How do you go about automating/simulating (I think) an HTTP request?
March 3, 2013 7:39 PM   Subscribe

I want to write a script to automate doing a search, retrieving, and parsing the search results from a website (a booking site similar to the search on www.hilton.com ).

My (extremely) rough understanding is that I should write a script to mimic the request the form is sending, and that I can use something like Firebug or Fiddler to capture what my browser is sending.
I am way out of my depths here but am pretty committed to doing this as an educational project, so I'd appreciate any direction getting started figuring out how all of this is done - I'm familiar with basic python scripting and have used urllib and BeautifulSoup to do basic web scraping, but I don't really understand how all these pieces fit together or how to get started - pointers to good resources would help tremendously, as I've found information on StackOverflow but am having trouble deciphering it. I'm a little more comfortable with what I need to do to parse the html once I get it back.

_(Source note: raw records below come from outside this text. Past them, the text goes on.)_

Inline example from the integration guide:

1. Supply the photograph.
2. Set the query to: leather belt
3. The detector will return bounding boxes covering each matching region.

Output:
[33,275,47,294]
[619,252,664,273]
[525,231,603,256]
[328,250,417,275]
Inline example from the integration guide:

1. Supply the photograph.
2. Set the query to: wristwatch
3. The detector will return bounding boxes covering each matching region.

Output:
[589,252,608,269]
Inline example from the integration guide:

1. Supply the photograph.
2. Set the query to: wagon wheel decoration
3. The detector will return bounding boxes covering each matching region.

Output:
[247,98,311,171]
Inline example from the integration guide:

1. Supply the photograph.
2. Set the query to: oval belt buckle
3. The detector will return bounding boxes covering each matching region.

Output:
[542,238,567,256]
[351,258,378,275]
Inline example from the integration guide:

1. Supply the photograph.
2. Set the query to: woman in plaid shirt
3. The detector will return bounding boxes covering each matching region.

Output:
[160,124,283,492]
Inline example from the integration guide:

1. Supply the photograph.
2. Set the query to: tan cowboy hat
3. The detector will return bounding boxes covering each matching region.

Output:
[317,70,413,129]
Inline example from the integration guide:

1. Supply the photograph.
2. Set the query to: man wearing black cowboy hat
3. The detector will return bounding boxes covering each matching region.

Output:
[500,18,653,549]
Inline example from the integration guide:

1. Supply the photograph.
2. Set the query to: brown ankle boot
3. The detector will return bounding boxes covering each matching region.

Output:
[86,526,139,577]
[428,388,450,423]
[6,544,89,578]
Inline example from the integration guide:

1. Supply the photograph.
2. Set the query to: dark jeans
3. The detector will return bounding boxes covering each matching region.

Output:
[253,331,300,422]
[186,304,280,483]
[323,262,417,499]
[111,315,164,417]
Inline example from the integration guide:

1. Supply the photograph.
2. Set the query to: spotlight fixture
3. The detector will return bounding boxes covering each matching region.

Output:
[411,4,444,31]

Also, am I even right in assuming that what I want to do is send a HTTP GET request? Or is this search done with Javascript (it seems like if that's the case, ths becomes more difficult? How do I tell what's really going on - I've messed around with Fiddler but am having trouble). Please bear in mind that I barely understand the words that I'm using, but I'd really like to learn. Thanks!
posted by hot soup to Computers & Internet (5 answers total) 5 users marked this as a favorite
 
Scrapy should hide some of these issues from you and also get through the next steps really well.

To answer some of your other questions though, what I'd suggest is playing around with some Web Inspector tutorials (or Firebug tutorials or Tamper Data tutorials) until you understand the mechanics of the HTTP request.
posted by Monsieur Caution at 7:47 PM on March 3, 2013


Er, here's the Web Inspector tutorial I had in mind--you may find this easier to work with than Fiddler.
posted by Monsieur Caution at 7:51 PM on March 3, 2013


HTTP Requests are computers sending plain text instructions back and forth. When you go to a website, your computer sends the other computer text like this:


GET /index.html HTTP/1.1
Host: www.example.com


The other computer then knows to reply with index.html.

GET requests use only the URL, and add parameters by putting stuff like ?user=me&color=blue at the end of a url. POST requests can basically push across a multi-line document, so they can use longer data. Additionally, by convention, POST requests can change things (by creating or deleting a blog post, for example) and GET can't.

The standard HTTP request library for Python is called requests. The section on parameters in URLs may help you.

Basically, it lets you make requests like this:


r = requests.get("http://google.com")
r.text #outputs the HTML content of the page


Searches can be done with Javascript in a variety of ways, but if it talks to the server it's still using HTTP POST or GET. If it doesn't talk to the server it's just using CSS to hide data that's on the page.

Scrapy looks nice, but I would personally recommend the ScraperWiki tutorial. They will run your code for you and can store your results. It is more focused on the data extraction part, though.
posted by 23 at 8:25 PM on March 3, 2013


Hotel booking sites are not going to take kindly to your data scraping. Of all the sites on the web, they are some of the most likely to use technical measures to make this quite difficult.
posted by ryanrs at 8:50 PM on March 3, 2013


If you want to see exactly how your browser and the hotel site are talking to each other, there is no substitute for Wireshark. It has a follow TCP stream function that's just perfect for looking at Web conversations assuming those are not taking place over HTTPS, in which case reverse engineering gets rather harder.